Sans-serif fonts frequently have a different meaning:

Sans-serif upright characters may be used in technical and/or physical texts in order to mark objects that cannot be confused with mathematical symbols, for example for the names of points in the description of geometrical figures, technical objects, experimental setups, and the like. Therefore sans-serif upright letters never appear in a mathematical formula of a physicist or an engineer, while mathematicians use sans-serif fonts to represent certain structures in category theory. As a partial exception, sans-serif sloping uppercase letters are allowed to indicate tensors of the second rank,but this is the only exception mentioned [....]

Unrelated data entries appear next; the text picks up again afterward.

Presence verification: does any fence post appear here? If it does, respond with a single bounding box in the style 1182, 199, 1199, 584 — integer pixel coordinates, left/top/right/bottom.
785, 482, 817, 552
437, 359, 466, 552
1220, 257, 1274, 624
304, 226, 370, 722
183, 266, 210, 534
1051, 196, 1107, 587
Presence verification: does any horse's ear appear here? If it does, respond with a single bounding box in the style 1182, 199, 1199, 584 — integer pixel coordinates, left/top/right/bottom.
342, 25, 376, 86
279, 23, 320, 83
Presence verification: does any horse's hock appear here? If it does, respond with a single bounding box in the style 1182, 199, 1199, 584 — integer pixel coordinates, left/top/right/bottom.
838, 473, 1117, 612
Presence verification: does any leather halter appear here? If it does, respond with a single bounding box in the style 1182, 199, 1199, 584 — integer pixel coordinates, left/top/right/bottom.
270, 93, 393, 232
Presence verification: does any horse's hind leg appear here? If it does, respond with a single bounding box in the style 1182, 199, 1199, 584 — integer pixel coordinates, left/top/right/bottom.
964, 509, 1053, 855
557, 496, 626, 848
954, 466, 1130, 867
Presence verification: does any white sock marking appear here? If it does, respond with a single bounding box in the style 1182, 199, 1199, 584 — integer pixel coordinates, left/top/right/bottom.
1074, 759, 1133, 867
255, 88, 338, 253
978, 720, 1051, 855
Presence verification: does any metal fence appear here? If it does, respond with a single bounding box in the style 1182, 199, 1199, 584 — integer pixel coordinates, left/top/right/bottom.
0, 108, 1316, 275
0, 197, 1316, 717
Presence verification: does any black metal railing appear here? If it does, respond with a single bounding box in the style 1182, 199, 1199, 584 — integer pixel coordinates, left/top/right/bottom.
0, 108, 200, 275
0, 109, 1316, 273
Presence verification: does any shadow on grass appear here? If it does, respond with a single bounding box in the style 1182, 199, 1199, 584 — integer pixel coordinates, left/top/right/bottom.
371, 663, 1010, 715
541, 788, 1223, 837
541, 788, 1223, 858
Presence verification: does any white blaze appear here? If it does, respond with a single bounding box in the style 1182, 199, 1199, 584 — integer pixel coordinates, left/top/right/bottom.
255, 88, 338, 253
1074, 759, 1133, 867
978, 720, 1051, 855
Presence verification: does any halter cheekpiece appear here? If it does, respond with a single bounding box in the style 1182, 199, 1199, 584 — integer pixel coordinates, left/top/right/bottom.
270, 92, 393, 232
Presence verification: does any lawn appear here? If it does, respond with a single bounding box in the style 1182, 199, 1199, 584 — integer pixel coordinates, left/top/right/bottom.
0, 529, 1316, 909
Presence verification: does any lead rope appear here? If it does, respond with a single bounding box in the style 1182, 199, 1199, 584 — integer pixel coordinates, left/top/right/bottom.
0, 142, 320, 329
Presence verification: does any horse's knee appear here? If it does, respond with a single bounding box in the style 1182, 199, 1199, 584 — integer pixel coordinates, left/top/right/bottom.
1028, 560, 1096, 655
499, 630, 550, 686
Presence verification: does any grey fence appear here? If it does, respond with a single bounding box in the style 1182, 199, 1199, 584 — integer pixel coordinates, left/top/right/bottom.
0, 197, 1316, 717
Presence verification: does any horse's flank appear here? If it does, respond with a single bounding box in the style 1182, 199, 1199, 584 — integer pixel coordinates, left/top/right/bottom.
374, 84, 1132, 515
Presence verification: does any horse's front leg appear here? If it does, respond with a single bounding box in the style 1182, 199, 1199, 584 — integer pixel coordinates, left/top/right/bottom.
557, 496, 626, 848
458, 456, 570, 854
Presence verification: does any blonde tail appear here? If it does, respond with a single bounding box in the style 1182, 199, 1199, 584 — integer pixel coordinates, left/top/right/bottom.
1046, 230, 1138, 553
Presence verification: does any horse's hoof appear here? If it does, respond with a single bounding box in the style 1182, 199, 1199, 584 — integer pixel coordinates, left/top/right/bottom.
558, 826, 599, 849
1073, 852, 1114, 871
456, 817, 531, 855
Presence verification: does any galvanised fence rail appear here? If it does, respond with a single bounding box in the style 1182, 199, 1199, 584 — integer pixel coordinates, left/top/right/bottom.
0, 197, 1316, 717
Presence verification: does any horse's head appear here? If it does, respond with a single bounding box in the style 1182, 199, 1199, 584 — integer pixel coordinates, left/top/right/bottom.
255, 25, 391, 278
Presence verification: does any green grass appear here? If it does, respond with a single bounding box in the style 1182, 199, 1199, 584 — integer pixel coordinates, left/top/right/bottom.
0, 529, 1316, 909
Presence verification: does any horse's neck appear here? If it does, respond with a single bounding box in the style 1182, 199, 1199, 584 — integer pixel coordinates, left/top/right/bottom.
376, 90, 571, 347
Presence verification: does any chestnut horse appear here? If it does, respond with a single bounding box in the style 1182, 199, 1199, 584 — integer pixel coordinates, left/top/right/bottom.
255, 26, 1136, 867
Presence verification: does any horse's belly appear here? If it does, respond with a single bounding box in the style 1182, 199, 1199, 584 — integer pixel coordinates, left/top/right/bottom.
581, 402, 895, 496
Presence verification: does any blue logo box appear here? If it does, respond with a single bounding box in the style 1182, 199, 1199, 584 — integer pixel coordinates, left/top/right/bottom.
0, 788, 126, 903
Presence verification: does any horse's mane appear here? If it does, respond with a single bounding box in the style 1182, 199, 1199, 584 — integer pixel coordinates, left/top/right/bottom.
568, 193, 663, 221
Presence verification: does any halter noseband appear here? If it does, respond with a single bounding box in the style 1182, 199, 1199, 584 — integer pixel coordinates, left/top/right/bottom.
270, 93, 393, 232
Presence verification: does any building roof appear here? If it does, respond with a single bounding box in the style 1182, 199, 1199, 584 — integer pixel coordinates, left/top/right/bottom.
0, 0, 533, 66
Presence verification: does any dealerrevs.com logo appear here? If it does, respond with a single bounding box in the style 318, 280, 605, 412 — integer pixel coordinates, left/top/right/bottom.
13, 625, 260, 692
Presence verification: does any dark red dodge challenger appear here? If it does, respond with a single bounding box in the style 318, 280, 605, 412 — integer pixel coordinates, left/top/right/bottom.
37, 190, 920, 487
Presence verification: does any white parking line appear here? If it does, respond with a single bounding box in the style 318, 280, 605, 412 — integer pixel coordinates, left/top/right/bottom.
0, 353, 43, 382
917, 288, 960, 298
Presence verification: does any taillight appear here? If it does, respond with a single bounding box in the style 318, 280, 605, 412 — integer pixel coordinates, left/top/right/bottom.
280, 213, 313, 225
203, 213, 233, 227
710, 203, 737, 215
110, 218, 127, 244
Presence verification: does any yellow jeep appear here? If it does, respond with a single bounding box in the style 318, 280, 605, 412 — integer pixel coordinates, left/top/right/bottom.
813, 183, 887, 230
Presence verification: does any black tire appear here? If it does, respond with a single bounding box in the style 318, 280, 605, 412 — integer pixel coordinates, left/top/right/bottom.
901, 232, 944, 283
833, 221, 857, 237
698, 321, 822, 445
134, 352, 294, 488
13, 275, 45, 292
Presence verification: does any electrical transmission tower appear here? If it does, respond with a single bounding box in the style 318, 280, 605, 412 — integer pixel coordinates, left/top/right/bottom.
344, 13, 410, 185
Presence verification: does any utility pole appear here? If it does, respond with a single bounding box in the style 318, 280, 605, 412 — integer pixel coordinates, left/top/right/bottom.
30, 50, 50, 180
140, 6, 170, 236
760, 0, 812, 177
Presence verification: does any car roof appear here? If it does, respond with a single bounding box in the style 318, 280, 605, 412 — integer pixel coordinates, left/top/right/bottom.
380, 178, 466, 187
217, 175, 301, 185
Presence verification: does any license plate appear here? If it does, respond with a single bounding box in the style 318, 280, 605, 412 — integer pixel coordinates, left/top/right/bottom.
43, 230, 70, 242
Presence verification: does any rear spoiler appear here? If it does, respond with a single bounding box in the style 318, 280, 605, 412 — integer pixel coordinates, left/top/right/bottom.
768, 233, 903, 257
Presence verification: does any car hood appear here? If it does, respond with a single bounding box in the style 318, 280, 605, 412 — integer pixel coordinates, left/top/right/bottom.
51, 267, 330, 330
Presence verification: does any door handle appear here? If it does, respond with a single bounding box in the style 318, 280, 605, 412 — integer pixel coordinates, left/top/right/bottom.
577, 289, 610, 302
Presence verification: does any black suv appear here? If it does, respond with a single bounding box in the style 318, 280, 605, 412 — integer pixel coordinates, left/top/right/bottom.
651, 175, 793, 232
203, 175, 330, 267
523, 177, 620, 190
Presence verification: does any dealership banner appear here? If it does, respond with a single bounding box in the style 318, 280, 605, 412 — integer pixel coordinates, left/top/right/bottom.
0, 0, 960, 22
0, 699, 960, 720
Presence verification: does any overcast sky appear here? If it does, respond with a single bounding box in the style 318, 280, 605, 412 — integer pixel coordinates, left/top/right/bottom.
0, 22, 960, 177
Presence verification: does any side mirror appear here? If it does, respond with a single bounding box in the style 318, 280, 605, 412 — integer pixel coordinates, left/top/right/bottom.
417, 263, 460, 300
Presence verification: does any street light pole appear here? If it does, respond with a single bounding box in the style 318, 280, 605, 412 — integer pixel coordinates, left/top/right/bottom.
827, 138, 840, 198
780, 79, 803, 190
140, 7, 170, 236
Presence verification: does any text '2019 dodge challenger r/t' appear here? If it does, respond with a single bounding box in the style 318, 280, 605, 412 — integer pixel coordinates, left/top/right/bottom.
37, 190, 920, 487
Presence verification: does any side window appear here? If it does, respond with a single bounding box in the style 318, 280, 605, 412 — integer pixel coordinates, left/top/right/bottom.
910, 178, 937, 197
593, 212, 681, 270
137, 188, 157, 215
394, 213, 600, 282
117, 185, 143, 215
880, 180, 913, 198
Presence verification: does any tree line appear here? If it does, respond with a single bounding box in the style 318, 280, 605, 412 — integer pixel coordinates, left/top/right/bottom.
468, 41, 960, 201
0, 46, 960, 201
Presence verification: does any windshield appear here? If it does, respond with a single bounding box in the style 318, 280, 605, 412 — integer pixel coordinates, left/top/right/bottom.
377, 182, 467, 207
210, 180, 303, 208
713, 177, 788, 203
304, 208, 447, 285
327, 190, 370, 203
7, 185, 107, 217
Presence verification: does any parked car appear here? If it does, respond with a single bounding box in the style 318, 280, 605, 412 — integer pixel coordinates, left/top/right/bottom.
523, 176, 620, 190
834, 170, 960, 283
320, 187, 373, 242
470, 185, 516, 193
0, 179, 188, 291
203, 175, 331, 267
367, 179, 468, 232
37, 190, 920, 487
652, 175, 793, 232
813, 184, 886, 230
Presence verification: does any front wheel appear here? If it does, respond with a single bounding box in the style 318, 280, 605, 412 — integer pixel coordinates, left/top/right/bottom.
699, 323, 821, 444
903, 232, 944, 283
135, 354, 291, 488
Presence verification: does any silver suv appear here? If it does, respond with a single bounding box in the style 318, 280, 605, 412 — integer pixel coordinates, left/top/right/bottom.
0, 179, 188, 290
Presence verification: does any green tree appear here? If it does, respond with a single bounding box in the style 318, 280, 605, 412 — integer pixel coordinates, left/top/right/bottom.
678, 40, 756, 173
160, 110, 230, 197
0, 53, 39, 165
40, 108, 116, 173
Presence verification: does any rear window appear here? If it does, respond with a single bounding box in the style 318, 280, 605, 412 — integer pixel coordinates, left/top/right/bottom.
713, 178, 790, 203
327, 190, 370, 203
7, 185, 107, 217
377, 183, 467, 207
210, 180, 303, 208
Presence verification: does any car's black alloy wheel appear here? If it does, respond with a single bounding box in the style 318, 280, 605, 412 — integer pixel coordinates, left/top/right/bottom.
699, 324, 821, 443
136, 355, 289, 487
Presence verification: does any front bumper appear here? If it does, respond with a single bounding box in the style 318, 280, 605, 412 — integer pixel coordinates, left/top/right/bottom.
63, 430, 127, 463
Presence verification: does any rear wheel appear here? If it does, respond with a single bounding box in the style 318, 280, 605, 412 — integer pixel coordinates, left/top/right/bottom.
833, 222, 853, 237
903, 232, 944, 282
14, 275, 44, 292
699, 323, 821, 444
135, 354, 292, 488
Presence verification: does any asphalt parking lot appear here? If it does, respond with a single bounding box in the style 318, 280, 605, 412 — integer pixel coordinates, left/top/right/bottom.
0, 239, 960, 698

Since that article appeared in TUGboat more than twenty years ago, things have changed, but most documents that would use sans-serif fonts for full-word variable names also use them as the main font throughout. Therefore, it’s semantically misleading to declare that you want to use the mathematical sans-serif font for this; you really want to use the mathematical upright font. If you copied and pasted the formula into another document, you would want it to be set in that document’s mathematical upright font, to match the rest of the document.

The unicode-math package defines one other option, \mathup. If backward-compatibility with legacy 8-bit fonts isn’t a concern, I prefer that over the other alternatives because it means, “The default upright font for mathematics, which might or might not be Roman, and can be distinct from the main text font you get with \text, the operator font, or the upright individual math symbols you get with \symup.”

In practice, I would typically declare a \newcomamnd for \mathop{\mathup{#1}} or \mathop{\mathrm{#1}}. Sometimes I’ve declared it as \mathop{\text{\scshape #1}} to get small caps. That lets me declare the semantics I want, within the body of the document, not a particular appearance that might change between documents. Editing a bunch of \mathrm commands to \mathsf or \text or \operatorname is tedious and error-prone. Much better to choose a self-explanatory command and define its appearance in the preamble.